ZANSHIN : État de vigilance permanent.

KAMAE : État mental de vigilance qui permet la présence et la connexion. Point de départ. Placement, position que l’on prend avant l’engagement de l’attaque

On arrive à un paradoxe. Un des objectifs des arts martiaux est la maitrise de la violence du partenaire et de mon propre stress. Mais statistiquement une grande partie de la population ne souhaite pas retrouver en situation de stress dans une activité sportive.

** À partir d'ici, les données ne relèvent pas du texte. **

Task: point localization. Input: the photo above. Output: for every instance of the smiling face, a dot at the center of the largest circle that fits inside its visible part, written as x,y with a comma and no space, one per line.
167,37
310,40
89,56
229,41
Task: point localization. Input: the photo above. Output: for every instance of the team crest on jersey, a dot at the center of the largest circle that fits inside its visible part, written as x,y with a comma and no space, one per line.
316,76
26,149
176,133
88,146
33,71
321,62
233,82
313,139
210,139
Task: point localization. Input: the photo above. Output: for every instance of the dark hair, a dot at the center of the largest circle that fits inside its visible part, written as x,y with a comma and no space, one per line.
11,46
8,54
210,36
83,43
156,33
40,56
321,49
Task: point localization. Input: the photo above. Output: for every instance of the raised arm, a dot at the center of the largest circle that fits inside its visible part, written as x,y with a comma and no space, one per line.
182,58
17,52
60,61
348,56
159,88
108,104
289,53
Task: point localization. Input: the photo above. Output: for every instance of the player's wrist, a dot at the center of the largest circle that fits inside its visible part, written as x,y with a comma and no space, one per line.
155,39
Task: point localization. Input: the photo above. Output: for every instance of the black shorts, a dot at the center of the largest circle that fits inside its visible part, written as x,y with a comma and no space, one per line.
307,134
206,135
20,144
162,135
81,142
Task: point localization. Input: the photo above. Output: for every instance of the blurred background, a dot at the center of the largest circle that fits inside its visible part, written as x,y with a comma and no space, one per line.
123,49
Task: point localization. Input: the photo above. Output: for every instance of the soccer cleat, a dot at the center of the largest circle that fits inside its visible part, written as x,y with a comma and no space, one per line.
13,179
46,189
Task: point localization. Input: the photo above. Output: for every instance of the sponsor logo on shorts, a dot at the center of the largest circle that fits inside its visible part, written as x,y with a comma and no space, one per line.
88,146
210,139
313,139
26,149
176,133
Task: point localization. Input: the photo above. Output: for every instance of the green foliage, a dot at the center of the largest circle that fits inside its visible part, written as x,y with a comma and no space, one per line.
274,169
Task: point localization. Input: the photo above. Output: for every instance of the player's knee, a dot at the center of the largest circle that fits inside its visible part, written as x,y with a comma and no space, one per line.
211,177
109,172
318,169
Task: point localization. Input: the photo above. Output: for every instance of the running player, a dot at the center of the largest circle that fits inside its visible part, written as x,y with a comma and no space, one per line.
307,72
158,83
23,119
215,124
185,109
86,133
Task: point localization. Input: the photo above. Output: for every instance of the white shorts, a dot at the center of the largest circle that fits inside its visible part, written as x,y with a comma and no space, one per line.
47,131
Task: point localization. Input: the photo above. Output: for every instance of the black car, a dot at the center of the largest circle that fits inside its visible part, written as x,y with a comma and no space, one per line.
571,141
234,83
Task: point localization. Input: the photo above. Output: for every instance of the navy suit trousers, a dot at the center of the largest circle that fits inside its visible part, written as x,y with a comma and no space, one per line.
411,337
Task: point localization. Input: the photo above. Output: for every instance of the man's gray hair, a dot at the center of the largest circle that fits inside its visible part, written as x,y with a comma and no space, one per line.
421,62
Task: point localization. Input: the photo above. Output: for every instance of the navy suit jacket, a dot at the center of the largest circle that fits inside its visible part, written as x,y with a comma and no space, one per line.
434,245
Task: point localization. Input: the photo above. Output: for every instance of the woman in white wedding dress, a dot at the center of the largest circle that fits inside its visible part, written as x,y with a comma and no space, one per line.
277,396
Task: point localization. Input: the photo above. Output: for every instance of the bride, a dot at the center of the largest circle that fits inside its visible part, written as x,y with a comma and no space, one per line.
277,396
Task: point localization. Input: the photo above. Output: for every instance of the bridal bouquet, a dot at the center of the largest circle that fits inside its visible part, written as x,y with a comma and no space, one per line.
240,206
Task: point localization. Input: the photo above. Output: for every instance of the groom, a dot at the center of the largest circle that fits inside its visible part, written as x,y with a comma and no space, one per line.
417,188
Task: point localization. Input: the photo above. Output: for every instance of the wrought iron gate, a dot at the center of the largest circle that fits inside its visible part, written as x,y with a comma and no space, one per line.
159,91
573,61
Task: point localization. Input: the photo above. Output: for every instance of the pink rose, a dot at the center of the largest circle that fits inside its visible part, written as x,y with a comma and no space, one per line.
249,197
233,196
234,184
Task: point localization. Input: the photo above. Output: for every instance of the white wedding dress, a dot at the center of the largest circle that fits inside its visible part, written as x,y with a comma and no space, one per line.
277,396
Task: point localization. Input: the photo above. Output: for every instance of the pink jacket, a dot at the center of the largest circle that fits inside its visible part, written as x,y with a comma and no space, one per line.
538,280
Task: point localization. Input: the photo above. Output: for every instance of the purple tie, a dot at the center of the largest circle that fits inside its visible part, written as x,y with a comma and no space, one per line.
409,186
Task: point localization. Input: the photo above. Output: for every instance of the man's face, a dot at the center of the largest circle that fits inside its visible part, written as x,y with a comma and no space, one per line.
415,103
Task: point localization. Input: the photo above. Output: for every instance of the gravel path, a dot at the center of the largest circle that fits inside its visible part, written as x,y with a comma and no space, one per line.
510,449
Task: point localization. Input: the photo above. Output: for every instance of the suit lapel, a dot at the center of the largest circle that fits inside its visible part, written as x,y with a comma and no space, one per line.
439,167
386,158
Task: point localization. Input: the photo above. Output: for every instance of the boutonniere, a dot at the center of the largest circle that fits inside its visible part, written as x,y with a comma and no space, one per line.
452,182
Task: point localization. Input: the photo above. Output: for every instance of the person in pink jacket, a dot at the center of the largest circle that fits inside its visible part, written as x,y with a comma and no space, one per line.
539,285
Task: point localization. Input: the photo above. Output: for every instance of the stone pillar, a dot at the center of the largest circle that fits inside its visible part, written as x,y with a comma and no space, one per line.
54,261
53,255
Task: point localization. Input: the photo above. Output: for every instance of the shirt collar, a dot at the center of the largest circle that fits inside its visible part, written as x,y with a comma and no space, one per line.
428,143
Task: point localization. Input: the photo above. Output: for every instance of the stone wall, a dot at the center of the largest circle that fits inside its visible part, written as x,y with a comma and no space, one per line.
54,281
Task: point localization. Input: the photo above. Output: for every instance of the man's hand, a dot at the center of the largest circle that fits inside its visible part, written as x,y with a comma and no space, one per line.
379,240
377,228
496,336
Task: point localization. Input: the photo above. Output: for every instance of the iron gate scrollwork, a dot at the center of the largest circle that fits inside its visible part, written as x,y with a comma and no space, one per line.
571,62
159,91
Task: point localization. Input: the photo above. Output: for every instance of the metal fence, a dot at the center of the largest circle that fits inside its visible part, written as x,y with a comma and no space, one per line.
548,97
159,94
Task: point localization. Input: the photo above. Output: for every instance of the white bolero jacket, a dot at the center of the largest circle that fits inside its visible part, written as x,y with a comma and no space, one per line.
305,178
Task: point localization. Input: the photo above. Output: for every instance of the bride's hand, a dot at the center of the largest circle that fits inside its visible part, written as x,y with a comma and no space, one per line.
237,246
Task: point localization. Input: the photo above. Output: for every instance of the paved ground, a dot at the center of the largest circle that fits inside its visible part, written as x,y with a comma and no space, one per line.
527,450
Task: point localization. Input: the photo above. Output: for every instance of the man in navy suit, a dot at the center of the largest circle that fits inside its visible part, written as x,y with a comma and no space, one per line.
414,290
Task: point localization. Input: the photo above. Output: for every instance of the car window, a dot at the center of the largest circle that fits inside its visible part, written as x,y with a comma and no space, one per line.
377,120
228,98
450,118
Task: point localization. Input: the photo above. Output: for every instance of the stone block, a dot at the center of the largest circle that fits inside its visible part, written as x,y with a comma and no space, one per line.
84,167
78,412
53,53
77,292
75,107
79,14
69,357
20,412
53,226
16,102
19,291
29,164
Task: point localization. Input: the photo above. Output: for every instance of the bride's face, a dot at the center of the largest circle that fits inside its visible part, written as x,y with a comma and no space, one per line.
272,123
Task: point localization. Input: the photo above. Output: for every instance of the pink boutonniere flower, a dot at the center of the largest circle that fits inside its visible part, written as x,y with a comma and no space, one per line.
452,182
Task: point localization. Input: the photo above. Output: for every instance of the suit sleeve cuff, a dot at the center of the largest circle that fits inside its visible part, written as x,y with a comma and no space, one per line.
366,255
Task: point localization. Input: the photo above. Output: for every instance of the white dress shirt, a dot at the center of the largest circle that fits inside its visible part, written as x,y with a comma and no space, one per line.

Depuis quelques dizaines d’années, il y a consensus entre les chercheurs pour constater une mutation profonde dans la demande sociale de pratique sportive. Cette demande se structure de plus en plus autour de la santé, du loisir, de la convivialité, de la nature, et de moins en moins autour de la compétition. L’offre des pratiques sportives a longtemps été pensée par les fédérations pour la compétition. Mais l’obligation de résultat, de performance, les risques de dévalorisation en cas d’échecs génèrent du stress. Aujourd’hui, 71 % des amateurs pratiquent hors structure. Concrètement, alors que beaucoup d’objectifs sont communs, une très importante partie des pratiquants vont vers le Yoga, le Gi gong et autres plutôt que le Judo, le Karaté, le Taï chi, l’Aïkido, etc. (aucune hiérarchisation dans mon esprit). Comparons les chiffres du Yoga et de l’Aïkido. Pour l’Aïkido, ils sont disponibles sur le site du ministère. Le nombre de licences des deux fédérations d’Aïkido agréées était en 2018 de 50 000 (49 998 exactement). Si on rajoute les pratiquants hors fédérations agréées, comptons large, cela fait environ 60 000 aïkidokas en France. Ces chiffres sont plutôt en baisse. On dit souvent, sans avoir de chiffres vraiment officiels, que la France est le pays où il y a le plus d’aïkidokas après le Japon. Il y aurait donc moins de 60 000 pratiquants aux États-Unis. Les dernières études comptabilisent 36 millions de pratiquants de Yoga aux États-Unis et environ 2,6 millions en France (dont 80 % de femmes). L’évolution est clairement à la hausse sur plusieurs années. La différence entre les chiffres est plus que saisissante. 83 % des pratiquants de Yoga donnent comme première raison du choix de l’activité : « pour évacuer le stress ». La majorité des personnes ne souhaitent pas retrouver dans une pratique sportive de la tension, de la vigilance, du zanshin ou du kamae. La pratique des arts martiaux n’est pas dans l’air du temps. Mais dans le yoga il y a peu d’interactions avec d’autres pratiquants même s’il existe des variantes à deux ou plusieurs. Il est très courant d’entendre : « quand je fais du yoga, je suis dans ma bulle ». Une espèce de retrait du monde pour quelques instants sans interaction physique avec l’extérieur.

Aïki Mindfulness

Ce refus d’une grande partie de la population d’aller vers une discipline martiale est une des raisons (parmi d’autres) qui m’a amené à créer l’Aïki Mindfulness. Discipline de relation mais sans affrontement et accessoirement sans chutes. Elle ne s’adresse pas au même public. La situation d’étude n’est plus un conflit. Ce n’est donc pas un art martial. Une partie de la pratique se déroule à deux pour éviter cette tendance « bulle » et développer une relation Aïki. Conséquence : le travail est lent car ce n’est pas Uke qui détermine la vitesse par son attaque. Cela permet de faire des mouvements avec plus d’amplitude et de mettre l’accent sur la dimension mindfulness : porter une grande attention au ressenti physique et mental. L’objectif de l’Aïki Mindfulness n’est pas de gérer une violence externe mais plutôt de gérer d’abord l’interne pour aller vers l’externe : « faire connexion » pour un rééquilibrage postural, émotionnel et relationnel.